Nesses complicados e obscuros problemas da moeda, no conceito de eminente autoridade, devem-se ter em vista fatos bem reais e positivos, deixando de lado o que não for atestado pela experiência e observação, cumprindo ponderar os fenômenos adversos como os favoráveis. As disputas e controvérsias originam-se, quase sempre, de incompleto estudo da questão, sendo encarados os fenômenos por uma só de suas faces.

Assim se explicam as divergências entre os homens de grande competência e profundo saber, animados todos dos mais elevados intuitos.

As providências a adotar só poderão ter caráter definitivo quando se resolver de vez o problema monetário, decretando-se a imediata conversibilidade do papel-moeda corrente. Para esse desideratum vamos, felizmente, caminhando.

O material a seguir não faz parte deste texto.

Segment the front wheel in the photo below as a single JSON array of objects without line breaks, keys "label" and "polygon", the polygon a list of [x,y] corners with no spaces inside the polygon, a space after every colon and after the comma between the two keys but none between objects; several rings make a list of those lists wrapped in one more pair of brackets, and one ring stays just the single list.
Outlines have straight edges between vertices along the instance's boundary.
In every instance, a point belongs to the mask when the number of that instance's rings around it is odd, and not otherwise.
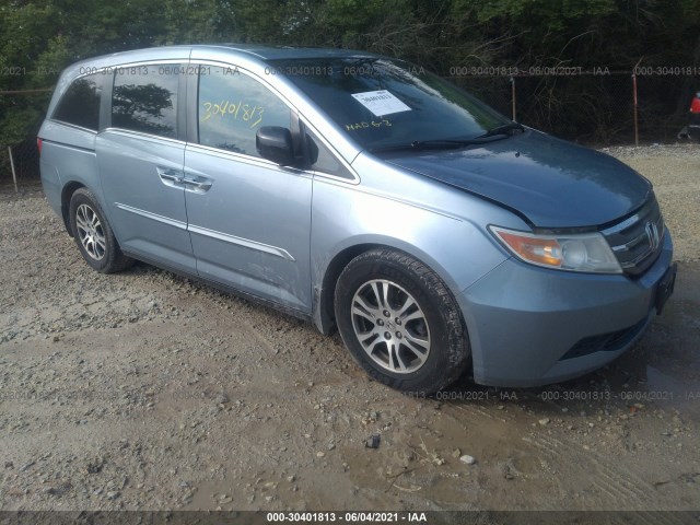
[{"label": "front wheel", "polygon": [[125,256],[95,196],[86,188],[70,199],[70,225],[85,261],[101,273],[124,270],[133,264]]},{"label": "front wheel", "polygon": [[346,347],[393,388],[432,394],[469,364],[455,299],[435,272],[407,254],[375,249],[351,260],[338,278],[335,307]]}]

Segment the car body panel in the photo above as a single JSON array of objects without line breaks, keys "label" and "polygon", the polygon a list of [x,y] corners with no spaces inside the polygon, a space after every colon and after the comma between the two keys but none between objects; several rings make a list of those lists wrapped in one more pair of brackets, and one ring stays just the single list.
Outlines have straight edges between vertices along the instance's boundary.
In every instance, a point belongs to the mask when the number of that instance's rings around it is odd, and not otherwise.
[{"label": "car body panel", "polygon": [[[668,232],[655,262],[632,277],[522,262],[488,228],[602,230],[654,198],[649,182],[607,155],[529,129],[440,151],[371,153],[266,61],[336,56],[372,55],[175,46],[69,67],[39,131],[50,206],[66,217],[65,195],[84,186],[129,255],[313,318],[324,332],[334,324],[335,283],[349,258],[377,246],[405,252],[430,267],[455,298],[474,377],[482,384],[565,380],[633,343],[654,312],[656,284],[670,265]],[[191,71],[180,82],[176,139],[112,128],[104,108],[98,131],[51,119],[75,78],[142,63],[238,68],[289,106],[300,126],[323,138],[350,176],[281,167],[198,144]],[[631,328],[619,348],[567,358],[582,340]]]},{"label": "car body panel", "polygon": [[196,271],[185,190],[165,178],[182,176],[185,144],[107,129],[96,151],[106,212],[122,249]]},{"label": "car body panel", "polygon": [[388,162],[518,210],[541,229],[611,222],[640,208],[651,191],[620,161],[532,130],[458,150],[397,155]]},{"label": "car body panel", "polygon": [[188,230],[200,277],[311,312],[308,244],[313,178],[269,161],[189,145]]}]

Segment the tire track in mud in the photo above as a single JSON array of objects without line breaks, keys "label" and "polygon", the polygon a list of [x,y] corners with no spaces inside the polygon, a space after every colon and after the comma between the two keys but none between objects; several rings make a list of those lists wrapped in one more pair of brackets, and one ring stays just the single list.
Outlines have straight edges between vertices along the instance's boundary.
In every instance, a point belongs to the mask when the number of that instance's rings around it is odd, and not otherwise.
[{"label": "tire track in mud", "polygon": [[595,451],[582,452],[582,446],[569,440],[561,441],[545,434],[524,436],[523,441],[537,447],[544,456],[557,464],[562,464],[565,459],[565,463],[579,470],[575,475],[569,472],[568,479],[591,480],[591,487],[596,489],[592,493],[596,500],[595,508],[639,509],[640,503],[649,502],[653,495],[654,488],[648,481],[623,467],[620,462],[610,467],[611,459]]}]

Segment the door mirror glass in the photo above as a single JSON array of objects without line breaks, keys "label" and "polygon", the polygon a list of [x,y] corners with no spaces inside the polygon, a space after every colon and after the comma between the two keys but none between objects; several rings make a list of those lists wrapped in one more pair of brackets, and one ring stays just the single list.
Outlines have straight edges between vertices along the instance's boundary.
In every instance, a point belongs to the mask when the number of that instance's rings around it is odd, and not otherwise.
[{"label": "door mirror glass", "polygon": [[255,133],[255,147],[262,159],[283,166],[294,164],[292,132],[280,126],[262,126]]}]

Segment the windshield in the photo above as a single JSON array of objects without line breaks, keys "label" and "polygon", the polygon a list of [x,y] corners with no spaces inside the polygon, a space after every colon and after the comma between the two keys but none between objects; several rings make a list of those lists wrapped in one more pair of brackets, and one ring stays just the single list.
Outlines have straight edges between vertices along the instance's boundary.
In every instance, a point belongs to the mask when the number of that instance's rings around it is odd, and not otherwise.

As estatísticas que possuímos, infelizmente muito deficientes e incompletas, mal permitem ajuizar do desenvolvimento de nossas indústrias, esparsas na vastidão do território nacional. Entretanto, embora nascentes e não obstante a crise aflitiva sofrida nos últimos anos, parecem-se encaminhar para uma situação mais animadora e próspera. Durante a excursão que empreendi pelos Estados, tive a grande satisfação de verificar que por toda a parte surgem fábricas perfeitamente aparelhadas para a produção de artigos reclamados para consumo de um povo civilizado. Há nelas trabalhando dezenas de operários, e empregados capitais que ascendem a centenas de mil contos, momentosos interesses que reclamam a atenção do poder público.

No que respeita a ação deste, já deixei no meu programa de 12 de outubro do ano passado claramente expresso o meu pensamento: “Si quisermos ter indústrias prosperas é preciso proporciona-lhes o apoio moderado, mas seguro e constante, de que carecem para que se mantenham e desenvolvam. Digo – moderado – porque não se deve procurar criar indústrias artificiais, nem tão pouco perder de vista os interesses legítimos dos consumidores e os reclamos do tesouro, que tira das alfândegas a melhor parte das suas rendas.”

Uma justa proteção aduaneira, sem chegar ao excesso, sempre perigoso, de tarifas agressivas, tal a norma que nos cumpre adotar.

É preciso igualmente facilitar, tanto quanto possível, a circulação dos produtos e a tal respeito deixei também assinalado no meu o vivo interesse que merecerão do meu Governo o desenvolvimento da rede ferroviária e o aparelhamento dos portos.

Quanto aos embaraços de ordem fiscal, oriundos de uma mal entendida política interna de alguns Estados da República, que mantinham no seu sistema tributário taxas pesadas que obstavam a circulação de mercadorias nacionais, vexando o comércio afastou-se sabiamente a lei de 11 de julho de 1904. É digno de imitação o exemplo do México cujo progresso econômico é atribuído por autoridades competentes à abolição de semelhantes impostos. É intuitivo que a lavoura e a indústria, longe de confiarem simplesmente nessas medidas protetoras, devem-se aparelhar para acompanhar o progresso industrial e agrícola, com adoção de máquinas e instrumentos aperfeiçoados que poupem o emprego do esforço humano, aumentando-lhe a produtividade. Aí reside o segredo da superioridade de algumas nações, grandes fornecedoras de artigos de agricultura e indústria ao mundo civilizado.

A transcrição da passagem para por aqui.